Harissa paste carries a moderate to hot level of spiciness, depending on the brand and chili types used. Mina harissa paste has a lovely balance of heat and flavor that makes it perfect for this recipe, but you can adjust the amount to suit your personal heat preference.
Can I substitute harissa paste with another spice blend?
While harissa is ideal for this recipe’s unique fiery and smoky profile, you could experiment with blends like chili powder and smoked paprika. However, the authentic depth and complexity come from the harissa’s North African roots, which makes this recipe special.
What if I don’t have garlic powder?
If you don’t have garlic powder, finely minced fresh garlic can work in a pinch but be cautious with the quantity. Fresh garlic can burn during roasting and become bitter, so small amounts or adding it after roasting might be better.
Can this recipe be made without oil?
Olive oil helps the harissa paste stick to the pumpkin seeds and aids in roasting to a crispy texture. Skipping it might result in less even roasting and a drier seasoning coating, so it’s best not to omit the oil for this particular recipe.
Final Thoughts
This Spicy Harissa Roasted Pumpkin Seeds Recipe is a fantastic, flavorful snack that brings a little heat and a lot of heart to your kitchen.

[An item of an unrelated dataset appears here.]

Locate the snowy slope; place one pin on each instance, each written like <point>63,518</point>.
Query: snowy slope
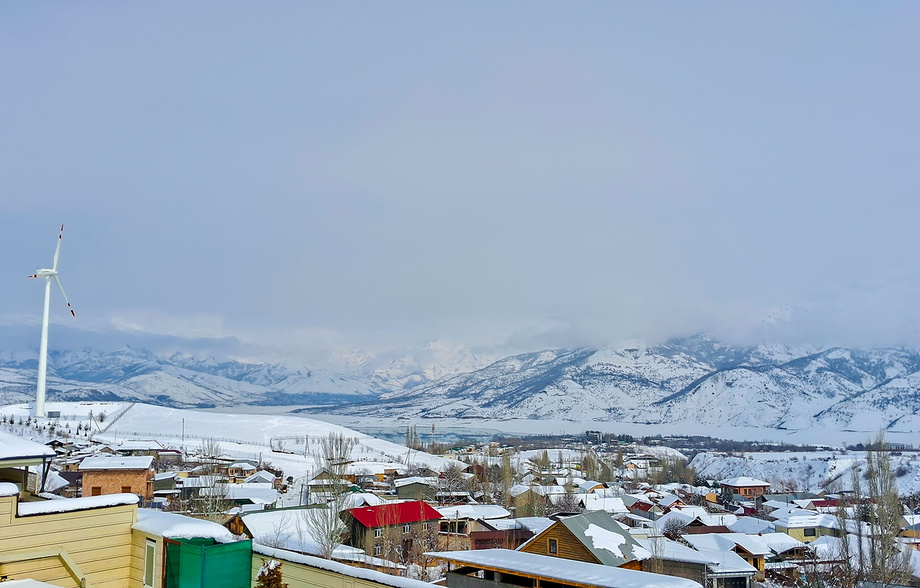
<point>693,381</point>
<point>238,435</point>
<point>806,471</point>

Whether you’re looking for something to enjoy watching a game, to sprinkle on your favorite dishes, or just a snack to crunch on anytime, this recipe promises a perfect balance of spice, smokiness, and crunch. Give it a try, and watch your pumpkin seeds go from overlooked to absolute crowd-pleasers!
Print
Spicy Harissa Roasted Pumpkin Seeds Recipe
- Prep Time: 35 minutes (including 30 minutes soaking)

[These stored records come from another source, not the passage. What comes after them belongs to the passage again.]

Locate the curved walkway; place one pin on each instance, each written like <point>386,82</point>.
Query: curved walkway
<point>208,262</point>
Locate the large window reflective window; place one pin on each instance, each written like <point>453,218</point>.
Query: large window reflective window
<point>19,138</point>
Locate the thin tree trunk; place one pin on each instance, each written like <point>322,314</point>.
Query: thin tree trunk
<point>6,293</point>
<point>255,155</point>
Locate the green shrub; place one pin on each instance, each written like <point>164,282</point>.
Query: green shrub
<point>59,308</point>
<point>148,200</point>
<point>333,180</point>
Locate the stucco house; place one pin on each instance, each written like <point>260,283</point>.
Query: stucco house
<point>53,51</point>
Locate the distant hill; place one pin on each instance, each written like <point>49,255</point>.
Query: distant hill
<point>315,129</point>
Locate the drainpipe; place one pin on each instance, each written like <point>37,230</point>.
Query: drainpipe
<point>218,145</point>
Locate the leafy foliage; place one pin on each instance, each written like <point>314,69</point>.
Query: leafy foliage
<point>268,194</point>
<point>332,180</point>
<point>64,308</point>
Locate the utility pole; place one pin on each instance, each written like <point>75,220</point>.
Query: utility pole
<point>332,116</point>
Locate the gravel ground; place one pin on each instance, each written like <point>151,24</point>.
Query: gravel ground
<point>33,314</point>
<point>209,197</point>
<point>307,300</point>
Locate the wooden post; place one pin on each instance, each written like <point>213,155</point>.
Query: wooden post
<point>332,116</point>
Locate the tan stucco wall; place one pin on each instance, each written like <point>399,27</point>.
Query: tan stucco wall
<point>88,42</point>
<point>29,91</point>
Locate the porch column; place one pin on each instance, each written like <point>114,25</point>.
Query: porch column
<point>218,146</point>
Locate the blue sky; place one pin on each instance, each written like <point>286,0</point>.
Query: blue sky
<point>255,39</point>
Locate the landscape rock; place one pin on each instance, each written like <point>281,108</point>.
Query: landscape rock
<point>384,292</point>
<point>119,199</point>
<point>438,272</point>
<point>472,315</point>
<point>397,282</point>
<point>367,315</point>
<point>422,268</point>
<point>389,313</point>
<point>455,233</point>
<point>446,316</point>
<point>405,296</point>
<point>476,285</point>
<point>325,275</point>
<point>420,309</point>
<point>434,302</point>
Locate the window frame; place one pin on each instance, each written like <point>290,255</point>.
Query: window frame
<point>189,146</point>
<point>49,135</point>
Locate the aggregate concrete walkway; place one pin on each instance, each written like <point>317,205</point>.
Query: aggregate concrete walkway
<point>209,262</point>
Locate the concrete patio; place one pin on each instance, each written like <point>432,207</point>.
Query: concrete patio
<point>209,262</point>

- Cook Time: 20-25 minutes
- Total Time: 55-60 minutes
- Yield: 4 servings
- Category: Snack
- Method: Baking
- Cuisine: Middle Eastern
- Diet: Vegetarian
Description
A flavorful and spicy snack featuring crunchy roasted pumpkin seeds coated with a zesty Mina harissa paste and aromatic spices, perfect for a healthy, savory treat or salad topping.
Ingredients
Seed Preparation
- 1 cup (about 129g) organic pumpkin seeds, raw, hulled (pepitas)
- Water for soaking
Seasoning
- 1 tsp (5ml) extra virgin olive oil
- 2 tsp (10g) Mina harissa paste
- 1/2 tsp (1g) ground cumin
- 1/2 tsp (1g) smoked paprika
- 1/4 tsp (0.5g) garlic powder
- Freshly cracked black pepper, to taste
Instructions
- Preheat Oven: Set your oven to 425°F (220°C) and allow it to heat fully to ensure the pumpkin seeds roast crispy and evenly.

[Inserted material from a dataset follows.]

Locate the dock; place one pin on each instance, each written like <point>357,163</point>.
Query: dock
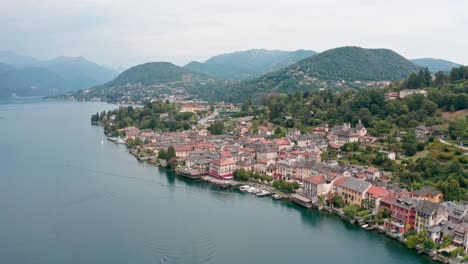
<point>301,200</point>
<point>193,175</point>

- Clean Seeds Thoroughly: Rinse the pumpkin seeds under cold water to remove any pumpkin pulp or debris. Soak them for at least 30 minutes to help float away any residual bits. Drain and pat dry thoroughly with a towel to avoid sogginess during roasting.
- Mix Harissa Paste: In a mixing bowl, combine 2 teaspoons of Mina harissa paste with 1 teaspoon of extra virgin olive oil. Stir until the mixture is smooth and evenly blended.
- Coat Seeds Completely: Add the cleaned, dried pumpkin seeds to the harissa and olive oil mixture. Stir well to coat every seed evenly. For even seasoning, you can pour the harissa mixture over the seeds twice, mixing thoroughly each time.
- Spread on Baking Sheet: Arrange the coated seeds in a single, spaced-out layer on a baking sheet, breaking apart any clusters to promote even roasting and crispness.
- Bake and Monitor: Roast the seeds in the preheated oven for about 20 minutes, stirring halfway through to ensure uniform cooking and crisping. If seeds start to burn around 15 minutes, reduce oven temperature by 25°F (14°C). If soggy after baking, return to oven for an additional 5 minutes at 425°F (220°C).
- Cool and Store: Remove from oven and let seeds cool completely on the baking sheet. Transfer cooled seeds to an airtight container to keep fresh and crunchy.
Notes
- Soaking pumpkin seeds helps remove bitterness and pumpkin residue for a cleaner taste.
- Patting the seeds dry is crucial for crispy roasting.
- Adjust harissa paste quantity according to your spice preference.
- Stirring seeds halfway through baking promotes even roasting and avoids burning.
- Store roasted seeds in an airtight container to maintain freshness.